I strongly dislike the way the polroblem is presented and the “solution” is promoted. Author mentions merge join with count of top, and if th database supports index merges, it can be extremely efficient in described scenario. There are a lot of real optimizations that can be baked in such merges that author chooses to ignore.

The generalized guidance without even mentioning database server as a baseline, without showing plans and/or checking if the database can be guided is just a bad teaching.

It looks like author discovered a trick and tries to hammer everything into it by overgeneralizing.

▲

ethanseal

15 minutes ago

[-]

For sure, there's definitely a lot of cool techniques (and I'm not aware of all of them)! And the first example is very much contrived to show a small example.

I'm not super familiar with the term index merge - this seems to be the term for a BitmapOr/BitmapAnd?

Is there another optimization I'm missing?

The article links to my code for my timings here: https://github.com/ethan-seal/ors_expensive

There is an optimization that went in the new release of PostgreSQL I'm excited about that may affect this - I'm not sure. See [https://git.postgresql.org/gitweb/?p=postgresql.git;a=commit...

▲

Sesse__

6 minutes ago

[-]

> I'm not super familiar with the term index merge - this seems to be the term for a BitmapOr/BitmapAnd?

Different databases will use similar terms for different operations, but I would guess that the comment refers to something similar to MySQL's index merge (which is essentially reading the row IDs of all the relevant ranges, then deduplicating them, then doing the final scan; it's similar to but less flexible than Postgres' BitmapOr).

▲

prein

1 hour ago

[-]

This sort of thing is why looking at generated SQL while developing instead of just trusting the ORM to write good queries is so important.

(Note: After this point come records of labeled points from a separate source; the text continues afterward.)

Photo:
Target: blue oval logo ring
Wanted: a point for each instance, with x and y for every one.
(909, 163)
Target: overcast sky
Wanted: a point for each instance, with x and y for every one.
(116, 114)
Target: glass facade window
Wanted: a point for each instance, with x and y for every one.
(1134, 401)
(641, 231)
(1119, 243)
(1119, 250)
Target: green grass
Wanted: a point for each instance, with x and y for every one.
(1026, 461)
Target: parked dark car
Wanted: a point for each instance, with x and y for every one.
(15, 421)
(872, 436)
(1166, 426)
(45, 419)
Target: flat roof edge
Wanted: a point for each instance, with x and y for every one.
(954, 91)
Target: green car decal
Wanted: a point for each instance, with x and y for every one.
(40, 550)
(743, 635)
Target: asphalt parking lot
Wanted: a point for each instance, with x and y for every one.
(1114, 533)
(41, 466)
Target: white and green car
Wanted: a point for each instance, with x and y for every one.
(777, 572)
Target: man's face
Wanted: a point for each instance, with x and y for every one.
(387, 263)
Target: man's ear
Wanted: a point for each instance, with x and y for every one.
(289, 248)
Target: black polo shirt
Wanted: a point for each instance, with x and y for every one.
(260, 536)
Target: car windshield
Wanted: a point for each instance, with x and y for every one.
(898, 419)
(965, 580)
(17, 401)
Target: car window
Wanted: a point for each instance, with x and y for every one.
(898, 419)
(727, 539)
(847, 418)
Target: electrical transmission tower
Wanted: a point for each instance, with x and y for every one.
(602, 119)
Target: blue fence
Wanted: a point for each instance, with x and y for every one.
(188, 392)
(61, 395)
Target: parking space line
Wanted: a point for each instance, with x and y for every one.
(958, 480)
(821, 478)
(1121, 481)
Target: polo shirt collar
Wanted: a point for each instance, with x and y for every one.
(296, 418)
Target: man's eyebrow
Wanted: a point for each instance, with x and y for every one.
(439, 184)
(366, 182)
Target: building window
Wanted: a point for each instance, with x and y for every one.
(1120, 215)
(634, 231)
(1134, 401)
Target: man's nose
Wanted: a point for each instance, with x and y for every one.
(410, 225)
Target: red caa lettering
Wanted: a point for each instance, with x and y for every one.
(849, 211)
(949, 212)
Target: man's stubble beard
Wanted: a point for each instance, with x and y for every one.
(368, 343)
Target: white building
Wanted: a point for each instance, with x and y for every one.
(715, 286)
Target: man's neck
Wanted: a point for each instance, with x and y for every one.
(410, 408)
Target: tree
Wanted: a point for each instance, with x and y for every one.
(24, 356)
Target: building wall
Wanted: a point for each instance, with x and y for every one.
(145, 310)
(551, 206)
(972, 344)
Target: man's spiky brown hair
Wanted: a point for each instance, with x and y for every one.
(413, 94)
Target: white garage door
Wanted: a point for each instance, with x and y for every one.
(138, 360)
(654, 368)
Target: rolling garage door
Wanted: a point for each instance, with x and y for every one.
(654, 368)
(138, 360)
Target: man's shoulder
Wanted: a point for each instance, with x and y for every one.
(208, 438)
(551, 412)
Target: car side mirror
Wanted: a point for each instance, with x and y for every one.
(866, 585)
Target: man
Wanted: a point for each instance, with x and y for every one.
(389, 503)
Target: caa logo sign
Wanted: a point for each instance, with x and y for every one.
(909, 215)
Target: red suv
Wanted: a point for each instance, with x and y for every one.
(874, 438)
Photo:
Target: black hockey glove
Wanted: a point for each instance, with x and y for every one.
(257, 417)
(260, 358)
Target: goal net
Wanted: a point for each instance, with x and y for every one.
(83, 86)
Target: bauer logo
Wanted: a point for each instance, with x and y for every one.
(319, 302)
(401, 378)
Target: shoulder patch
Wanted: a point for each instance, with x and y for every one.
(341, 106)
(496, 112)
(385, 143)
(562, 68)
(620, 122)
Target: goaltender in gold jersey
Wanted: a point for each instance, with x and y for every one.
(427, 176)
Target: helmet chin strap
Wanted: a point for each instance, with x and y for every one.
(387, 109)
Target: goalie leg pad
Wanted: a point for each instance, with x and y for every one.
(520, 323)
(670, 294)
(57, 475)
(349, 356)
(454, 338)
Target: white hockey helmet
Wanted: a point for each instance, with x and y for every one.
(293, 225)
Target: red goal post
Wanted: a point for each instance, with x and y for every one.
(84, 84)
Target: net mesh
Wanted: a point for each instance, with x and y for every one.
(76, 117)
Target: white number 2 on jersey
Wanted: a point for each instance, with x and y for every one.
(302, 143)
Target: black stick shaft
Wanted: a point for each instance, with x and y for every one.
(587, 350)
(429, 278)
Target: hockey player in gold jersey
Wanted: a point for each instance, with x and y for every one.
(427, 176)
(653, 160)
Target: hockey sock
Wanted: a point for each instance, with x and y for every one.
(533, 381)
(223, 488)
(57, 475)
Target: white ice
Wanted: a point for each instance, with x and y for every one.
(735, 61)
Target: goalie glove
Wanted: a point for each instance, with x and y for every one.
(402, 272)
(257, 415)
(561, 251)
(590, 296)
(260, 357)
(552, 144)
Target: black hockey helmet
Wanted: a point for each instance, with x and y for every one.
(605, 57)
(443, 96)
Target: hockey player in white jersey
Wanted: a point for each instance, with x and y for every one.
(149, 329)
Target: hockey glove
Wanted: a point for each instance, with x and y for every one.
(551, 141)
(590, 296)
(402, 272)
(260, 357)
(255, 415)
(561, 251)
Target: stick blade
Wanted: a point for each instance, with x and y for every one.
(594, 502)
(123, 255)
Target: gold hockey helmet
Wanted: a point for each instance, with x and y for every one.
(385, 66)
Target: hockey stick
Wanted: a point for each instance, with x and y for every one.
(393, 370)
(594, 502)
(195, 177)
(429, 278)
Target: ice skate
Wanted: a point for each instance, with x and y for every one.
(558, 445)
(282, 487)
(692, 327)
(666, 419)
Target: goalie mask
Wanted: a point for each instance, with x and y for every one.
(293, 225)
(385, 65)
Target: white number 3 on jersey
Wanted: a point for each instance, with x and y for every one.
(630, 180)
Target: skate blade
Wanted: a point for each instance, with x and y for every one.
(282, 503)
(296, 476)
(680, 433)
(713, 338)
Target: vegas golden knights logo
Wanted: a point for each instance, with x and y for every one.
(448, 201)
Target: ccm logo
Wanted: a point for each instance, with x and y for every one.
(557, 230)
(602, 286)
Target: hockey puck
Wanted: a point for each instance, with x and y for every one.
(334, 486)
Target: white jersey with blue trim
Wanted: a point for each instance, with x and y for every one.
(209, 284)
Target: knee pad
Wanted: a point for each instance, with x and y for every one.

I find query planning (and databases in general) to be very difficult to reason about, basically magic. Does anyone have some recommended reading or advice?

▲

parshimers

1 hour ago

[-]

https://pages.cs.wisc.edu/~dbbook/ is a great overview, specifically chapters 13 and 14 on query optimization. it is difficult to reason about though, and every compiler is different. it takes time and enough examples to look at a query and have an intuition for what the plan should look like, and if there's something the compiler is not handling well.

▲

jalk

59 minutes ago

[-]

It's a big help if you know how to retrieve and interpret execution plans for the database you use.

▲

jalk

1 hour ago

[-]

Can we agree that this is only applies to queries where all the filter conditions use cols with indexes? If no indexes can be used, a single full table scan with OR surely is faster than multiple full table scans.

▲

ethanseal

1 hour ago

[-]

Absolutely. Though I don't recall seeing multiple sequential scans without a self-join or subquery. A basic filter within a sequential scan/loop is the most naive/simplest way of performing queries like these, so postgres falls back to that. Also, fwiw, BitmapOr is only used with indexes: https://pganalyze.com/docs/explain/other-nodes/bitmap-or.

▲

jalk

43 minutes ago

[-]

That was the extreme case - the multi-scan would be gotten if a casual reader tried your (neat by all means) AND-only query on a non-indexed table (or partially indexed for that matter).

▲

ethanseal

34 minutes ago

[-]

Gotcha, I misunderstood your comment. The multiple counts is a definitely very contrived example to demonstrate the overhead of BitmapOr and general risk of sequential scans.

▲

cyanydeez

43 minutes ago

[-]

Yeah, just watch community. Every OR splits the universe, duh.

▲

to11mtm

30 minutes ago

[-]

If ORs are expensive you've probably got a poor table design or the ORs are for some form of nasty query that is more UI/Dashboard based.

A good table has the right indexes, and a good API to deal with the table is using the RIGHT indexes in it's criteria to get a good result.